As described above, the convex blocks 113 resist against the electronic element 30 for preventing the top portions of the contact portions 24 of the terminals 20 from being overly pressed down by the electronic element 30 to deform the terminals 20 in the process of the electronic element 30 being put on the upper insulating housing 11 so as to assure a better electrical performance of the electrical connector 100 and further extend using life of the electrical connector 100.

Claims

1. An electrical connector adapted for electrically connecting with an electronic element, comprising:

an insulating housing defining a plurality of terminal grooves penetrating through a top face thereof, a plurality of convex blocks protruding upward and being arranged regularly on the top face of the insulating housing; and

a plurality of terminals assembled in the terminal grooves of the insulating housing, each terminal having a contact portion projecting upward beyond the top face of the insulating housing through the terminal groove for contacting with the electronic element, wherein tops of the contact portions are further higher than a plane determined by peaks of the convex blocks to ensure the contact portions of the terminals can be pressed down by the electronic element until the convex blocks resist against the electronic element.

2. The electrical connector as claimed in claim 1, wherein the convex blocks are arranged at four corners and a center of the top face of the insulating housing.

3. The electrical connector as claimed in claim 1, wherein each of the convex blocks has a top surface showing an arc shape.
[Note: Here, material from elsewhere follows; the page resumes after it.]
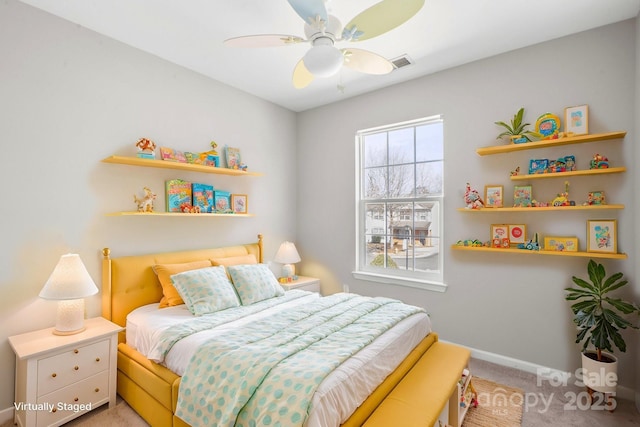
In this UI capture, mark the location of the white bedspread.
[126,290,431,427]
4. The electrical connector as claimed in claim 1, wherein the insulating housing includes an upper insulating housing and a lower insulating housing matched with the upper insulating housing, the terminal grooves are vertically opened in the upper insulating housing and a top face of the upper insulating housing is namely the one of the insulating housing with the convex blocks protruding thereon, the lower insulating housing has a second base body, a plurality of supporting blocks protrudes upward from a top of the second base body and is inserted in the terminal grooves, the lower insulating housing defines a plurality of through-holes vertically penetrating through the corresponding supporting blocks and the second base body, each of the terminals has a base portion received in the terminal groove, two opposite ends of the base portion bend towards a same direction to form a top supporting portion located on a top surface of the supporting block and a bottom supporting portion located on the top of the second base body, a free end of the top supporting portion is connected with the contact portion of substantially inverted-V shape with an opening facing the top supporting portion, a free end of the bottom supporting portion extends downward to form a soldering portion passing through the through-hole to project under the lower insulating housing.

5. The electrical connector as claimed in claim 4, wherein periphery outer sides of the lower insulating housing define a plurality of buckling grooves, a bottom of a periphery of the upper insulating housing defines a plurality of buckling portions buckled in the buckling grooves, a bottom of the buckling portion is bent inward to form a barb hooking a bottom of an inner wall of the buckling groove.

6. The electrical connector as claimed in claim 5, wherein a bottom face of the upper insulating housing defines two receiving spaces at two opposite sides thereof and two fastening slots at two opposite ends thereof, the bottom of the periphery of the upper insulating housing defines a plurality of gaps, a top side of each gap extends downward to form the buckling portion, the lower insulating housing defines two side walls protruding at two opposite sides thereof and positioned in the receiving spaces, and two end walls protruding at two opposite ends thereof and fastened in the fastening slots, the buckling grooves are defined in outer sides of the two side walls and the two end walls, the periphery outer sides of the lower insulating housing further define a plurality of openings of which each is located under the corresponding buckling groove for receiving the barb of the buckling portion therein.